Benchmarking library and reproduction code for PARAPHRASUS: A Comprehensive Benchmark for Evaluating Paraphrase Detection Models
This repository contains the code and datasets for benchmarking a paraphrase detector, as described in our COLING 2025 paper PARAPHRASUS: A Comprehensive Benchmark for Evaluating Paraphrase Detection Models. It also has the scripts that allow reproduction and extension of the results that are displayed in the paper.
To evaluate a model on the full PARAPHRASUS benchmark, you simply need to wrap it into a binary prediction method that accepts a list with pairs of texts, and returns a list with boolean True/False predictions.
For example, here are two dummy prediction methods, predict_method1
and predict_method2
. Then:
from benchmarking import bench
def predict_method1(pairs):
return [False for _ in pairs]
def predict_method2(pairs):
return [False for _ in pairs]
methods = {
"m1": predict_method1,
"m2": predict_method2
}
bench(methods, bench_id="mybench")
Running by configuration is also supported. Assuming the dummy prediction functions above are located at the file my_funcs.py, a configuration file should look like this:
{
"bench_id": "mybench",
"methods": [
{
"name": "m1",
"module": "my_funcs",
"function": "predict_method1"
},
{
"name": "m2",
"module": "my_funcs",
"function": "predict_method2"
}
]
}
Then, assuming the above configuration is the local file my_config.json, one can run the benchmark like so:
python3 benchmarking.py my_config.json
Finally, the results can be extracted by running:
python3 extract_results.py my_config.json
which will save the error rates at: benches/mybench/results.json
- Overview
- Repository Organization
- Reproducing the Experiments
- Further Experimentation
- BibTeX Reference
- Datasets and Licenses
- Further Support
- About Impresso
This repository allows replication of the experiments from the research titled "PARAPHRASUS: A Comprehensive Benchmark for Evaluating Paraphrase Detection Models" and is extendable to allow further experimentation, qualitative analysis. It includes:
- Original predictions generated using the models described in the paper, useful for further qualitative or quantitative analysis.
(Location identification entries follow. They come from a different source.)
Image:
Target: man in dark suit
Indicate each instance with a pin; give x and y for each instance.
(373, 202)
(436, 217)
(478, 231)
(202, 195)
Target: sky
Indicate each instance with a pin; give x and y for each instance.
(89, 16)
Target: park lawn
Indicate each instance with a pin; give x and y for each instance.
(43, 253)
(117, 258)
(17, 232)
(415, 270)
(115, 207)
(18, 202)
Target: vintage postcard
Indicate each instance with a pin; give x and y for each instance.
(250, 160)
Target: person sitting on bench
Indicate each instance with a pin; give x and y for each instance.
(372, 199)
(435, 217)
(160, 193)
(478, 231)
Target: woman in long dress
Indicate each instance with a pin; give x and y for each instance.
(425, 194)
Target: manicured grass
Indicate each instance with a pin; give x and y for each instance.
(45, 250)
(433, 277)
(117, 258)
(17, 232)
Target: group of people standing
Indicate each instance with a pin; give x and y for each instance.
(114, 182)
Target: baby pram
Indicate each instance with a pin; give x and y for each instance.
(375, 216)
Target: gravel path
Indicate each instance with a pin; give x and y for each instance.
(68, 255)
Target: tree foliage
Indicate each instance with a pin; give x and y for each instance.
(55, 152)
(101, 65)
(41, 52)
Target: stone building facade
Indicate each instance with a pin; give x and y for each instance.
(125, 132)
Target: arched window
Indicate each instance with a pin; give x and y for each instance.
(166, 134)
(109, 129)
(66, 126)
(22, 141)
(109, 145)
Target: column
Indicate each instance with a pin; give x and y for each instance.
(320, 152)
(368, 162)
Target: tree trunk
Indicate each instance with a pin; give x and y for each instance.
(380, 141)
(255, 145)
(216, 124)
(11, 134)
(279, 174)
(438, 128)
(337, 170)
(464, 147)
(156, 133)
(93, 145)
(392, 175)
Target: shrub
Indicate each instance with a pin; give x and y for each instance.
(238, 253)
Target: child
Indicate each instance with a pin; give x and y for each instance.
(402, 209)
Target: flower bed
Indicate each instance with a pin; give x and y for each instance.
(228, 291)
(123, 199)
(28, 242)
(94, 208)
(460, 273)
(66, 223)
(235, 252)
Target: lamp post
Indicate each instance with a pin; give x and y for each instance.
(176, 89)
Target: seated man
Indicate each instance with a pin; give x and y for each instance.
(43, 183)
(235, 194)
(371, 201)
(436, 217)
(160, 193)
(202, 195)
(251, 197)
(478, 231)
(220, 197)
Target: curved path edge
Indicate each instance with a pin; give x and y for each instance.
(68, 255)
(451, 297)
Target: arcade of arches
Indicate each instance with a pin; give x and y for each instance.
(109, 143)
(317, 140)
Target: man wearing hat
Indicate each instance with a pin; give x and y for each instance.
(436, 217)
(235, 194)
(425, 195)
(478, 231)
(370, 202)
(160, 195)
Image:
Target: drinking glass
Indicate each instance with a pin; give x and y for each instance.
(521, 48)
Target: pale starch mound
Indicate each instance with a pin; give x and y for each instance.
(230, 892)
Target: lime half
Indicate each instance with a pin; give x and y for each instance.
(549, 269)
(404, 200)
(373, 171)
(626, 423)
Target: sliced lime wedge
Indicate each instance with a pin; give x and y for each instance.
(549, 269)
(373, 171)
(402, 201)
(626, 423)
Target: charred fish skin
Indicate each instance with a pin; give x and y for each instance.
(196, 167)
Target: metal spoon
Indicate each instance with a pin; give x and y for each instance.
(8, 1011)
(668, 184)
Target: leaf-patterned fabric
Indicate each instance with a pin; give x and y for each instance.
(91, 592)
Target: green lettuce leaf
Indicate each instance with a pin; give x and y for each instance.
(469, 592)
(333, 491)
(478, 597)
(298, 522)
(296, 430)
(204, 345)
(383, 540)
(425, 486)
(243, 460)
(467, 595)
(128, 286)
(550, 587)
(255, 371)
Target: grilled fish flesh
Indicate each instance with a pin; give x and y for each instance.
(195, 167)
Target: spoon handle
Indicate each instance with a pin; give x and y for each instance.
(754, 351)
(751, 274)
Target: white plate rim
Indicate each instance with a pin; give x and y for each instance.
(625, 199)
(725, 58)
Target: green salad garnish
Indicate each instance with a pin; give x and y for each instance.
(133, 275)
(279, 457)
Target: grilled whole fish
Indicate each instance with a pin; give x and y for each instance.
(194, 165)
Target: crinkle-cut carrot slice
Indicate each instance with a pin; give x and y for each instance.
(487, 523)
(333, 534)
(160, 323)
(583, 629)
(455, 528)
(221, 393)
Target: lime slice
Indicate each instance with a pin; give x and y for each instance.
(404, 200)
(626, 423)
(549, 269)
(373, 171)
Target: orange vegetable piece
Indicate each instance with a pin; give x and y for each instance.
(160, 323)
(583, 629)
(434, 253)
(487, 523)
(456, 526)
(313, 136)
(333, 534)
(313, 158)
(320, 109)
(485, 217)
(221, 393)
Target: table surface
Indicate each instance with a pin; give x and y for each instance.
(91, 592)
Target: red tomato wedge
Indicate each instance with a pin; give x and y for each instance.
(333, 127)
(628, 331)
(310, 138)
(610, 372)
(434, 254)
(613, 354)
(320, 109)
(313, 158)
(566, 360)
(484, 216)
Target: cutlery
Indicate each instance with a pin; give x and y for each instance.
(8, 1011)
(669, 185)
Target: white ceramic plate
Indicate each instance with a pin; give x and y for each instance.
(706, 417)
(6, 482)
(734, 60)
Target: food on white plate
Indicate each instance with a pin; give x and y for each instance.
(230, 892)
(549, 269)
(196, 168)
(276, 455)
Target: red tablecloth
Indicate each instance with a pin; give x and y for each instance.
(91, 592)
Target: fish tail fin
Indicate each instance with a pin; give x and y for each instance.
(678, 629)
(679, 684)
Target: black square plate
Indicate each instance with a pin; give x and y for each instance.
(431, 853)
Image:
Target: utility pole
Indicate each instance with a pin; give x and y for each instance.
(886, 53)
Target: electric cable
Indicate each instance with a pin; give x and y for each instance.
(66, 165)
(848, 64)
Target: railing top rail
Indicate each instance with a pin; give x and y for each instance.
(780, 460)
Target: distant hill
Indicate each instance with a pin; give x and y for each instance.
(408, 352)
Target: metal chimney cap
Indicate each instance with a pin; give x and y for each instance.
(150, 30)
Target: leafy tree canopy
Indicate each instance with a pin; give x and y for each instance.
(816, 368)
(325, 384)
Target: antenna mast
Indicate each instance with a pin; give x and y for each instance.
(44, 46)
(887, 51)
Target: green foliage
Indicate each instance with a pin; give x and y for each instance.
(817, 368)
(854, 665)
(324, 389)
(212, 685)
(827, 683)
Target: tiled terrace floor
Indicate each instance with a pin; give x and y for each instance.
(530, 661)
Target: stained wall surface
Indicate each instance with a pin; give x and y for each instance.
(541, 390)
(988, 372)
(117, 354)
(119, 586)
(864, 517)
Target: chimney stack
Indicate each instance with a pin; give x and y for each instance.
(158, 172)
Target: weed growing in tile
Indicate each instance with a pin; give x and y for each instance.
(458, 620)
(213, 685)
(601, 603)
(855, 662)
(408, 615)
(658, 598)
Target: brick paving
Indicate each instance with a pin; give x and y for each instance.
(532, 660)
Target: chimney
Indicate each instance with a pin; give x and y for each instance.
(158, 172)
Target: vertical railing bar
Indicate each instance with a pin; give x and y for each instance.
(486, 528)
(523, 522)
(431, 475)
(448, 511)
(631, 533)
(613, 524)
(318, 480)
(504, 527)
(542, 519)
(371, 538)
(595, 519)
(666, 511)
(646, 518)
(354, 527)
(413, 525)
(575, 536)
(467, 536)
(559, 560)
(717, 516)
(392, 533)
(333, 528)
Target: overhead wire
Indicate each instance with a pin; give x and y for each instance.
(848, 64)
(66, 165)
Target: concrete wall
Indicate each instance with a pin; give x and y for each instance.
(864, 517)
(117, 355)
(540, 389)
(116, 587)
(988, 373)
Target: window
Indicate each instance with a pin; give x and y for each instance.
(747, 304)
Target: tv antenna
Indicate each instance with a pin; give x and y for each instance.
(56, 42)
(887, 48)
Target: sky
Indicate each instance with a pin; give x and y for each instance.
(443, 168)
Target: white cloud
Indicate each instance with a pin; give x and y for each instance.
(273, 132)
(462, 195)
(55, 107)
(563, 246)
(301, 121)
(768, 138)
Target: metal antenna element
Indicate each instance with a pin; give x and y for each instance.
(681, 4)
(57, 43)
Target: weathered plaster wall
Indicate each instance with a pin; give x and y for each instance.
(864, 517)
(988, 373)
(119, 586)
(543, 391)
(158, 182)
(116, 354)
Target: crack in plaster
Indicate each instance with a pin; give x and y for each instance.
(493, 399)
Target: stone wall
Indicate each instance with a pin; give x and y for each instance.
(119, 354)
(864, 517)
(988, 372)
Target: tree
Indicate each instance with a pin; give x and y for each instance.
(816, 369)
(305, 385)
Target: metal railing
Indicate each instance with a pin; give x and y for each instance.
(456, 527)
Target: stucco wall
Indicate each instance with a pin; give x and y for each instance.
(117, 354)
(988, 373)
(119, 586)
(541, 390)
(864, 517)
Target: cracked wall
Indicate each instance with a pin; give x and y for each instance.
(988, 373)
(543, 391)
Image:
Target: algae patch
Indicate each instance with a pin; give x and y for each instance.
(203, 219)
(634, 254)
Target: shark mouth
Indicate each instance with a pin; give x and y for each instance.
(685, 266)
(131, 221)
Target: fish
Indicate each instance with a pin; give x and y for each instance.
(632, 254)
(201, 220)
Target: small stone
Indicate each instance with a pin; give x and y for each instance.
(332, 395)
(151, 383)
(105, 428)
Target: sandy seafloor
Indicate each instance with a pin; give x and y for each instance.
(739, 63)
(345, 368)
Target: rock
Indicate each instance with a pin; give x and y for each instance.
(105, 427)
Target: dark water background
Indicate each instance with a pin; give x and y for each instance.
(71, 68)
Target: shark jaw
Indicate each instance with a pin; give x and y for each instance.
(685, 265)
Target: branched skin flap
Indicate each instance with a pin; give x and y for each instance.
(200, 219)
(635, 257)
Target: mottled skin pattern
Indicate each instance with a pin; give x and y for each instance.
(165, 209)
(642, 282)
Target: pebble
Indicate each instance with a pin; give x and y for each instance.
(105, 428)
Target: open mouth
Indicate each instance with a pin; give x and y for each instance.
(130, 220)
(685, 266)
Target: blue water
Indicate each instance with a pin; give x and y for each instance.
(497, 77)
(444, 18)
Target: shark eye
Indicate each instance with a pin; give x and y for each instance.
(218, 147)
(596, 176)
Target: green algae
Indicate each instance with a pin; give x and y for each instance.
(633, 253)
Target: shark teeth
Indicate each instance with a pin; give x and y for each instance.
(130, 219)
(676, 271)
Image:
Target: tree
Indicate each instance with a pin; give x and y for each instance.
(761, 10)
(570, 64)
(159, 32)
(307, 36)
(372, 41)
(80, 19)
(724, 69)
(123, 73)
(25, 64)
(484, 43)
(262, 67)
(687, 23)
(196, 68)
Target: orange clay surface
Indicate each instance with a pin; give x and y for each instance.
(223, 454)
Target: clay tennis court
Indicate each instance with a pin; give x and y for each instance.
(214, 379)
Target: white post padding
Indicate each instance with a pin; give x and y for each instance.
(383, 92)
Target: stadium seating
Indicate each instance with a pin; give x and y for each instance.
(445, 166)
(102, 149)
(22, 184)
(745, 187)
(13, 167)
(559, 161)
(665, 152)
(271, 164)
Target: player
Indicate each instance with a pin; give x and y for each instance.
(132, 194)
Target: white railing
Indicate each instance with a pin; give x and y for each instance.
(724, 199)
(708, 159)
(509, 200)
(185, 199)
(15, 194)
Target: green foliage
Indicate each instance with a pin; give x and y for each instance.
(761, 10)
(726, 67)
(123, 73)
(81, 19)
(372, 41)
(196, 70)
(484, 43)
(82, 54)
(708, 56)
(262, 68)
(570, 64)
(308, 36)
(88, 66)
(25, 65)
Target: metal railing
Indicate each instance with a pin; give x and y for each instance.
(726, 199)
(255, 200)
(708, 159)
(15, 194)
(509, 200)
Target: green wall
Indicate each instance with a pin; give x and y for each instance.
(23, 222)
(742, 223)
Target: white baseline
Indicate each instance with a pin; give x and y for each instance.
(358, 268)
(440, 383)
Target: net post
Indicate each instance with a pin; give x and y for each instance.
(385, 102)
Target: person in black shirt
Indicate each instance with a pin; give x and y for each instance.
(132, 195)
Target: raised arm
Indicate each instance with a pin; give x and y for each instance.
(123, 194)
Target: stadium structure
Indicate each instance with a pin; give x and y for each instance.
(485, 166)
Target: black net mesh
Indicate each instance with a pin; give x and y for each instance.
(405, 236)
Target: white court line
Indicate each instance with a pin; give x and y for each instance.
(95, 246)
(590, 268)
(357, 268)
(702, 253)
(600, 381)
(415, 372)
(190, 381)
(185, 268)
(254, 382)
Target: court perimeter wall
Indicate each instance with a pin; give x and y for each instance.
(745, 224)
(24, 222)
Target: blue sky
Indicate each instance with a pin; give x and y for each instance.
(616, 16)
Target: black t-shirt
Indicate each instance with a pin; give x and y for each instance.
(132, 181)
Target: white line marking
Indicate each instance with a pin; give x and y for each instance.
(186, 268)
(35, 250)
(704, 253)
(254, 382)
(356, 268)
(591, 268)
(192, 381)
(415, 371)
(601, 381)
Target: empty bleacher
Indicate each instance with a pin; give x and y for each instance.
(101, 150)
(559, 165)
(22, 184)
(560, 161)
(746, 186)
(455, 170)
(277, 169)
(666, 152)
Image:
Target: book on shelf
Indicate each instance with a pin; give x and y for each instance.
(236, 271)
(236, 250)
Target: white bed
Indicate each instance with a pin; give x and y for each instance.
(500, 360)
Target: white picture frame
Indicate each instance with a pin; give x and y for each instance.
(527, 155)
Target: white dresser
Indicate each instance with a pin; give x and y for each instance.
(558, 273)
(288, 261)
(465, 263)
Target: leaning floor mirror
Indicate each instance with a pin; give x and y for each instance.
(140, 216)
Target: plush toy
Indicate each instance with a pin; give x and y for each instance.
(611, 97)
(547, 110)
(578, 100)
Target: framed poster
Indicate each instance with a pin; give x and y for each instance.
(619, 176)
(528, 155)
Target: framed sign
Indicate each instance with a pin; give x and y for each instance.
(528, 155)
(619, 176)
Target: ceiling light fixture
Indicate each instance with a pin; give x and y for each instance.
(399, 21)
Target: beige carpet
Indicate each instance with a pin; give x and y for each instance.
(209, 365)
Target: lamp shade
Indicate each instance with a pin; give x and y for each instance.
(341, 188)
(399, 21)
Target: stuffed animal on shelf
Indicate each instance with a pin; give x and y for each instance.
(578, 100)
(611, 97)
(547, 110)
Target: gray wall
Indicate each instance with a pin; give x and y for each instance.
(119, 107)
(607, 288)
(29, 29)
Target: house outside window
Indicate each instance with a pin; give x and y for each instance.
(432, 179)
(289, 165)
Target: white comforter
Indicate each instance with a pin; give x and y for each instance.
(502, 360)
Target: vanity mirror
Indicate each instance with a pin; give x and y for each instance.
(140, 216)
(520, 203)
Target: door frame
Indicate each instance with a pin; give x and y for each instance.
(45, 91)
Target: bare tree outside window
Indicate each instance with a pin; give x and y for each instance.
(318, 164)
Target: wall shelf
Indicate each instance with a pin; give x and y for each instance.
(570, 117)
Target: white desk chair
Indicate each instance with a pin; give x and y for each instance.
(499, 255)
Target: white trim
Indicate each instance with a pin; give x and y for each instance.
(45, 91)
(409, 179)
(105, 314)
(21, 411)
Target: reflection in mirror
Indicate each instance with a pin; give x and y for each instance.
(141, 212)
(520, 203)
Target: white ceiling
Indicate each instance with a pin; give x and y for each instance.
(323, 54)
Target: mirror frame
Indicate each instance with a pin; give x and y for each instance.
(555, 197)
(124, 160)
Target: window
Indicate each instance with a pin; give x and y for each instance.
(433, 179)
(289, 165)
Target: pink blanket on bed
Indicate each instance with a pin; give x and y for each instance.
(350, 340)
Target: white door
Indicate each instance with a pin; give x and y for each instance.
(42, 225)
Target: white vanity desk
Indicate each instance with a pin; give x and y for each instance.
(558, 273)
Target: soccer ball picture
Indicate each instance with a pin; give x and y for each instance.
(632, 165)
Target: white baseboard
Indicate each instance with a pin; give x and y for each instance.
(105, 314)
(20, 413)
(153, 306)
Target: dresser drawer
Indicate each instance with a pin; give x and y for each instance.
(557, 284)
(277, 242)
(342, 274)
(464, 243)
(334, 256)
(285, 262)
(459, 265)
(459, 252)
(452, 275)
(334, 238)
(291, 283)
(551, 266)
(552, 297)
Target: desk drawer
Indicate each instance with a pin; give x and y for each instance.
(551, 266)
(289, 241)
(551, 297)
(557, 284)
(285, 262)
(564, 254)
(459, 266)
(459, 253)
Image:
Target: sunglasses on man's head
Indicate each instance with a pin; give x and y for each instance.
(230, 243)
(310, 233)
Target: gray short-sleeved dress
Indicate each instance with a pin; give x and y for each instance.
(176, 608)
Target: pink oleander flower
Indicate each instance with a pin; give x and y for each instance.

- Scripts and configuration files to reproduce the results.
- Utility scripts to reproduce statistics plots and so on.
The repository is organized as follows:
├── original_reproduction_code
│ └── The initial version of the repository.
├── datasets_no_results
│ └── Contains the datasets used in the experiments, in a JSON format. Copied for every new benchmark
├── models
│ └── Empty models file used in the experiments.
├── benchmarking.py
│ └── Main benchmarking code, for running predictions on the datasets using specified methods.
├── extract_results.py
│ └── Script for extracting result of a benchmark.
├── lm_studio_templates
| └──templates.py
| └──Sample functions for making prediction functions using LM Studio
| └──paper_methods.py
| └──methods used in the paper to run benchmarks using LM Studio
| └──l70b_methods.py
| └──methods to run the benchmark using Llama3.3 70b Q8 and 8b Q4
├── logger.py
│ └── Utility for managing logging: all events are logged both to stdout and to a local logs.log file.
├── paper_config.json
│ └── Benchmark configuration for the methods used in the paper.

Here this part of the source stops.